About 40 homeless students in Chicago got something Saturday many of them thought would never come -- a chance to attend prom.
Jalisa Thurston was one of those students.
"This prom is amazing because I didn't ever go to prom," she told ABC News.
Thurston, 23, who is set to return to school later this year, said she never attended her high school prom after being kicked out of school for "some bad choices" and a subsequent pregnancy.
On Saturday, she got a chance to wear a donated off-white two-piece evening gown thanks to a prom, held by two local non-profits Teen Living Programs Chicago, which serves homeless youth ages 14-24, and Sisterhood of the Traveling Heart, which centers on girls and teens around the world. It was the first time the prom was held for the organizations.

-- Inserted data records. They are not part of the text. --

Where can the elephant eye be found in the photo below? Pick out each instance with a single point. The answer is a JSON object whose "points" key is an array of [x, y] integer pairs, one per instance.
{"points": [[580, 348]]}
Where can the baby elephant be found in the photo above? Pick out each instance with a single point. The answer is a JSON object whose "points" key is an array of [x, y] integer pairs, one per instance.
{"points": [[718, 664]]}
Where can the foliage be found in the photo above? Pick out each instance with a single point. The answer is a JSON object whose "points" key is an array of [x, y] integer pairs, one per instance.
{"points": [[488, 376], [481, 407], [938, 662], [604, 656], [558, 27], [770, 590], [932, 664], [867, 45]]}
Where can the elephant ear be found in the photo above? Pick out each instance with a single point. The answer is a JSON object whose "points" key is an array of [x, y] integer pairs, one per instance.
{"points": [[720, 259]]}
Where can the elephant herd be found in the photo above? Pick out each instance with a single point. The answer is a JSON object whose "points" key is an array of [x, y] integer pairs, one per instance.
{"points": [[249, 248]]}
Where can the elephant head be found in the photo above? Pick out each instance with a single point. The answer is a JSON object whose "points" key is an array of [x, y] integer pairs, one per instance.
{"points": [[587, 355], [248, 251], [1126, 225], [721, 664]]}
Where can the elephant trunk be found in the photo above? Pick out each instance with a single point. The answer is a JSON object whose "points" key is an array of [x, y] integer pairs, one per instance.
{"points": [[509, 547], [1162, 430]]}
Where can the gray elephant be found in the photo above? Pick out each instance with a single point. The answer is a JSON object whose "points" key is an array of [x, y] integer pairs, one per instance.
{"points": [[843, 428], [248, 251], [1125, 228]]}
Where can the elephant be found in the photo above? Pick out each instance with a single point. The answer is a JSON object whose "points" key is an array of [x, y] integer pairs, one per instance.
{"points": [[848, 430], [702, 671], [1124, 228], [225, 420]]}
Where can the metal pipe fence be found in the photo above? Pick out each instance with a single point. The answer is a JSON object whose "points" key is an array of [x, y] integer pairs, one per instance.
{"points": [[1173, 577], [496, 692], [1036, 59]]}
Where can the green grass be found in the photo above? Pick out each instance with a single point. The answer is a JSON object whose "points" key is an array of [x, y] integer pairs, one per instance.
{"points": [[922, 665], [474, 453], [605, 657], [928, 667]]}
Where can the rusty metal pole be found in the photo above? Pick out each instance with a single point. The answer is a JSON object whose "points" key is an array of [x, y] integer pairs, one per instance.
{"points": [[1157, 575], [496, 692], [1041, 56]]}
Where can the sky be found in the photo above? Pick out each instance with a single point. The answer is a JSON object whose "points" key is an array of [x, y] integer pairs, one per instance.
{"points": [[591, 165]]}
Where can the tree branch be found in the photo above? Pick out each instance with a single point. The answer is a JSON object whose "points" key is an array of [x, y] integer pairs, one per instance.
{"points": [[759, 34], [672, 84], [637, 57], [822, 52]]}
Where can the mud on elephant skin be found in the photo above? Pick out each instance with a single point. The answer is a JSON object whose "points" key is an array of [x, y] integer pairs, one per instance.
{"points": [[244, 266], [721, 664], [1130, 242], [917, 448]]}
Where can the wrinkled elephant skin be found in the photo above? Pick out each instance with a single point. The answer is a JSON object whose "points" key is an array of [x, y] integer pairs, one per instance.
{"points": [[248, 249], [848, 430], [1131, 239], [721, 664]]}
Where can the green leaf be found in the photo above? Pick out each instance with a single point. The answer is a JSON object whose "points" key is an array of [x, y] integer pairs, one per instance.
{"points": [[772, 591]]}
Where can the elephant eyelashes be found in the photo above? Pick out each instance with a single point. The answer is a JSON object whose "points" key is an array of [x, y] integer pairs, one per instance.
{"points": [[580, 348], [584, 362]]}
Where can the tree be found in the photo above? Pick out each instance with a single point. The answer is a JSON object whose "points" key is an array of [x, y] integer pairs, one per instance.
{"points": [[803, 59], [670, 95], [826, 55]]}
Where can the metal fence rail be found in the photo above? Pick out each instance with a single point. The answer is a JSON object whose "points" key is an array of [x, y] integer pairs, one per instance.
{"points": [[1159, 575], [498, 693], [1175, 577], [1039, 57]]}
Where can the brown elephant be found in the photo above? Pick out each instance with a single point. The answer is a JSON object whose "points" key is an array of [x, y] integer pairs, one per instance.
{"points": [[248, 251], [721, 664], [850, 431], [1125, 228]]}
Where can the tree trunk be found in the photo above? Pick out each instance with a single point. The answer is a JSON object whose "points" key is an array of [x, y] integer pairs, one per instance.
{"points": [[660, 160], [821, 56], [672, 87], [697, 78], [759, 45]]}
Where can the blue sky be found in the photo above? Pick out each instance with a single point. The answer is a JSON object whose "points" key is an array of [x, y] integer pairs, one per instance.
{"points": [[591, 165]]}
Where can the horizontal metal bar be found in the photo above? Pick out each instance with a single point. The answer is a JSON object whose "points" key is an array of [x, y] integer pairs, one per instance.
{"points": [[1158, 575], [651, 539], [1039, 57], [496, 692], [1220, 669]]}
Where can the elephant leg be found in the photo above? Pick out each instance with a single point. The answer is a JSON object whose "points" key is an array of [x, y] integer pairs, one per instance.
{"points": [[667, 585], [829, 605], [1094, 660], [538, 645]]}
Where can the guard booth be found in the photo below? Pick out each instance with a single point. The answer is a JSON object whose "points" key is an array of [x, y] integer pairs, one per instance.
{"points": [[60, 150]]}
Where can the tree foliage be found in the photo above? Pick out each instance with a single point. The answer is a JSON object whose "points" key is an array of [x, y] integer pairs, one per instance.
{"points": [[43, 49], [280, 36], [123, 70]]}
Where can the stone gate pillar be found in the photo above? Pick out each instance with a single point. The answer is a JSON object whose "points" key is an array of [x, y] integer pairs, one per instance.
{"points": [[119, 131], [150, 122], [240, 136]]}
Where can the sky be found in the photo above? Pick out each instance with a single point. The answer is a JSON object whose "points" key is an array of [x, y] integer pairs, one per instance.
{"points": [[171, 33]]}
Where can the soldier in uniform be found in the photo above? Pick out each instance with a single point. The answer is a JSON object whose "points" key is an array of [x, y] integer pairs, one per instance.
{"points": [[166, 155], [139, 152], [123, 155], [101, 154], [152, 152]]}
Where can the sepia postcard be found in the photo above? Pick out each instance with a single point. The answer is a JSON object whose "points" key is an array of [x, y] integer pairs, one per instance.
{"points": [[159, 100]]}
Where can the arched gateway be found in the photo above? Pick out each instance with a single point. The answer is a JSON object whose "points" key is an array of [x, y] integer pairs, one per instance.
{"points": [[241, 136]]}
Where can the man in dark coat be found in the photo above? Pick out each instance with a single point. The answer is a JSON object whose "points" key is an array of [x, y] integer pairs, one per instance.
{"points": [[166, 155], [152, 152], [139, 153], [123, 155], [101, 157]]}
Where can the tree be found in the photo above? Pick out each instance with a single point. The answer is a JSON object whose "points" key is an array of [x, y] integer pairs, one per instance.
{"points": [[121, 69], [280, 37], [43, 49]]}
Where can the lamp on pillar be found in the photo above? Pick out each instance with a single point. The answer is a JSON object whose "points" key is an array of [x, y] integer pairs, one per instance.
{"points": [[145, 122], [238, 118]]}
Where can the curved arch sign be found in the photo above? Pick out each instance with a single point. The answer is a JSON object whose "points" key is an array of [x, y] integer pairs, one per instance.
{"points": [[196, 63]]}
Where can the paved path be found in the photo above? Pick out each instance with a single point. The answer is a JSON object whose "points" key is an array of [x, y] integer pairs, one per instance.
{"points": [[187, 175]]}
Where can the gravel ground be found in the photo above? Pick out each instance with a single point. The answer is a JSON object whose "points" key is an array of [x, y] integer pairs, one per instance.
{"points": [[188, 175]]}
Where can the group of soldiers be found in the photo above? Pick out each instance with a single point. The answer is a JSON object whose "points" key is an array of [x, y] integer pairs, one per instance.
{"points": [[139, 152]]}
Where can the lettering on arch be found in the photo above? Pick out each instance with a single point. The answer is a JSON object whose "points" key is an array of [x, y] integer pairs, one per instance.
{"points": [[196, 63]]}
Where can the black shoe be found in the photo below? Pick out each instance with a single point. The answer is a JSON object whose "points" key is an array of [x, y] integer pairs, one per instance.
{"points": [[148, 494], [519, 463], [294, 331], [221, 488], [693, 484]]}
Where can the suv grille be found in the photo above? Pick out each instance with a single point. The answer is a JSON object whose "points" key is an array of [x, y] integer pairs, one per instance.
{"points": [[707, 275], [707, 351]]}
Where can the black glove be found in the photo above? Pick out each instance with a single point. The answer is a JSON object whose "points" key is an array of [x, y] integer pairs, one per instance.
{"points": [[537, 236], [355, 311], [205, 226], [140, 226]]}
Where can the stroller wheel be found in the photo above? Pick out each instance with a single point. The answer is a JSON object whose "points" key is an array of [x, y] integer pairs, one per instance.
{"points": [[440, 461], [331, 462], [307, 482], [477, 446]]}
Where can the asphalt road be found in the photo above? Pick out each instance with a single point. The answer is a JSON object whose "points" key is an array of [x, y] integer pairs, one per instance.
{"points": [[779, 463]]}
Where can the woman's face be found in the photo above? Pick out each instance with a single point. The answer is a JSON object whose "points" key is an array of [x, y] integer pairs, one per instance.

"I feel like I'm getting married," Thurston said. "I'm glad I met [TLP Chicago] because they’re wonderful."
The room where the prom was held on the lower level of Life Center Church of God in Christ in Chicago was decorated in navy blue and white. Along with a candy table, there was also a cake and cupcake stand. A prom queen and king were crowned -- after getting recommendations from the students' social workers -- and some students even performed.
Michael Brown was one of the evening's performers. He rapped and sang.
"The day is really nice! The energy is really nice in the room. The ambiance is beautiful," he told ABC News during the event. "It's a night to remember."
Several local and national organizations provided donations, allowing the men to be outfitted with tuxedos and the women received complimentary hair styling and make-up application.
"They all looked so nice," Kamelah Muhammad, one of the organizers who came up with the idea, told ABC News.
"I’m from Chicago so I just wanted to be able to help my hometown," she said. "The youth that are at TLP, they work, they’re in school, and they're doing a lot to try and make due with their situation."
"I thought it would be a great idea to have a prom because every high school student deserves a prom," Muhammad, 29, added. "For those who may not have had an opportunity -- like Jalisa -- or for those who needed to be recognized for their resilience. We wanted to create a day of celebration and a memorable evening for them."
And the non-profits work paid off. The students seemed to have a good time.
"It’s real pretty. It’s beautiful," Thurston said Saturday. "I'm just enjoying myself and this great experience and [I'm] just smiling and laughing and living."